Another bonus is that X-rays, blood tests and other lab analyses are arranged by a single care co-ordinator, thus avoiding duplication of orders from more than one specialist.

“It’s hard on their body and the health-care system,” Beaulieu says of patients undergoing repeated and often unnecessary tests, which are estimated to waste about $4.5 million a year for the chronic-care population alone.

Integrating care also means specialists can consult to avoid giving conflicting advice or medications.

“What it does is avoid the ping-pong with the patient and with the family doctor in the middle,” says clinic cardiologist Dr. Christopher Thompson.
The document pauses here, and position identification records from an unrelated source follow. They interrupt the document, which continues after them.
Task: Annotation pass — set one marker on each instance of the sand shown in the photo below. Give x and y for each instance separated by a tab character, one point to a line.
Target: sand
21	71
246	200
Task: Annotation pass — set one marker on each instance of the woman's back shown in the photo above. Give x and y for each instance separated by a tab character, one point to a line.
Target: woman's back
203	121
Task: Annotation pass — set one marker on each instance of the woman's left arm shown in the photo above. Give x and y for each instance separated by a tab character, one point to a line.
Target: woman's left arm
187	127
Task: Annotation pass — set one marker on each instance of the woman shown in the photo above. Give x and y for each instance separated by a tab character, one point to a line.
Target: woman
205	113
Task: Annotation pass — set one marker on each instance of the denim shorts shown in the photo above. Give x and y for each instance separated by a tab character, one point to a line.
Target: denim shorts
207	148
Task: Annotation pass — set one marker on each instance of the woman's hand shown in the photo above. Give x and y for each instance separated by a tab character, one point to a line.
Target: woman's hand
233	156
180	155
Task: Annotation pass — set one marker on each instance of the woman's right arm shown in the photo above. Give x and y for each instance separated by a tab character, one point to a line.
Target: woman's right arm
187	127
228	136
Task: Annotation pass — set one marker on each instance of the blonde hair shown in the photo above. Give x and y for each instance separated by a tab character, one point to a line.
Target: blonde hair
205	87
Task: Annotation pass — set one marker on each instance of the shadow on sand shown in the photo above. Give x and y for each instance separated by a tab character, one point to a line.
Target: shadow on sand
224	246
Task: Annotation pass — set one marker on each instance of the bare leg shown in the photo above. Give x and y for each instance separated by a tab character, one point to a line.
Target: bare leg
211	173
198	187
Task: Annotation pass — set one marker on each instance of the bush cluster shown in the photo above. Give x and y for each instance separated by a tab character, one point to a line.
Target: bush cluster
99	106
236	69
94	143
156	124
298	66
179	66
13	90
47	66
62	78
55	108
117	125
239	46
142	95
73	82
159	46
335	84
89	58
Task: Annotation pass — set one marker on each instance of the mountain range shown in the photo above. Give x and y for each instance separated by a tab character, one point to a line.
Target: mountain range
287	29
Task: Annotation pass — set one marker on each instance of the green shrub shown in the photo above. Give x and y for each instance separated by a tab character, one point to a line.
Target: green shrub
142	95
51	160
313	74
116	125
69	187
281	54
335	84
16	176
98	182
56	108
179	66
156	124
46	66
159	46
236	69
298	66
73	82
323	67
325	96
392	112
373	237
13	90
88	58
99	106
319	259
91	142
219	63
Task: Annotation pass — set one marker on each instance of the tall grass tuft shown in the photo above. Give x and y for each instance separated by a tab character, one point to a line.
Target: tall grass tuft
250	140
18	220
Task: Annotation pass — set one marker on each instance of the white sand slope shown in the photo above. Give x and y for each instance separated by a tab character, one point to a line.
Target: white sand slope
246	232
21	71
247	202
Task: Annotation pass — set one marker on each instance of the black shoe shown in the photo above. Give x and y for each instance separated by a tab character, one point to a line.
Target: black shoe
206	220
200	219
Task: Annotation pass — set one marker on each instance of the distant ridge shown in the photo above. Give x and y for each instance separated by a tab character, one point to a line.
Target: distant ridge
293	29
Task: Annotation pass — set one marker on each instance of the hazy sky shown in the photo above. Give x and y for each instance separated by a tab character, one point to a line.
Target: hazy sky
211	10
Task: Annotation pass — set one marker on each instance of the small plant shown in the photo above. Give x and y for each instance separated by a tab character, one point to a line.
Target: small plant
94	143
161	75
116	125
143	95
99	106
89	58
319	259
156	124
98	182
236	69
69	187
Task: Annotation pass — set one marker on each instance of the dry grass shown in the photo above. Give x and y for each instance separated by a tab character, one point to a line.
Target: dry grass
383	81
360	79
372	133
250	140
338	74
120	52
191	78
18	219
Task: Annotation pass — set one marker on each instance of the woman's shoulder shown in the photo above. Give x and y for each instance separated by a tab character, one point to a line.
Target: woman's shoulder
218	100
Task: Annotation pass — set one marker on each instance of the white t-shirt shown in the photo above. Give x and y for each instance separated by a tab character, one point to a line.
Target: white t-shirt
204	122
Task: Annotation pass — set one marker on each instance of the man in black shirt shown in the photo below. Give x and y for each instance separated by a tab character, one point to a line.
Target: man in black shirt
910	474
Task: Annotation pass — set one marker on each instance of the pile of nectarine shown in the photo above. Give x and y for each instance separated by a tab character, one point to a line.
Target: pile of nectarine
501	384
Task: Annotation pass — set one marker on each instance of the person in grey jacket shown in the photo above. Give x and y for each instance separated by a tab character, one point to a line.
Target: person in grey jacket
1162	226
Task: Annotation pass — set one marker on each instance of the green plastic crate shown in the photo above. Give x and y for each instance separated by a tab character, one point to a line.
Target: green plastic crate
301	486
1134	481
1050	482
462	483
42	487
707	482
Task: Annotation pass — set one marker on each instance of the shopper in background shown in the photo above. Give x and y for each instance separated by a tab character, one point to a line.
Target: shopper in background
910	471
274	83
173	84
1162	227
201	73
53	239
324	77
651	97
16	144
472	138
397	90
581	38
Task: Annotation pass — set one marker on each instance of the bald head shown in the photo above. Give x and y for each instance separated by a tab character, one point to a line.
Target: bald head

For instance, a drug commonly prescribed as a boon for heart failure patients can be a bust when it comes to failing kidneys, he explains.

“So you could end up in this scenario where the cardiologist is saying, ‘Increase the ACE-inhibitor to improve heart function’ and the nephrologist is saying, ‘Oh, I don’t want to increase the ACE-inhibitor. I’m worried about decreasing kidney function.”’

By having specialists collaborate about an individual patient’s overall health profile, they can come up with a treatment plan that confers more benefit than harm, he says.

That co-operative strategy also prevents a patient receiving mixed messages and getting confused about whose advice to follow, says Beaulieu.

“Dietary’s a big one. We find that people do a lot of restriction of their diet ... more than they have to, to the point of being malnourished, because they have the list from diabetes and the list from kidney and the list from heart.”

“And they say: ‘I can’t eat anything.”’

Beaulieu believes simple changes such as those being made by the clinic can make a huge difference both in patients’ health outcomes and their quality of life.

The long-term goal is to expand services to treat more diseases, among them lung disorders, arthritis and mental health issues like depression — and perhaps provide a model for other jurisdictions across the country.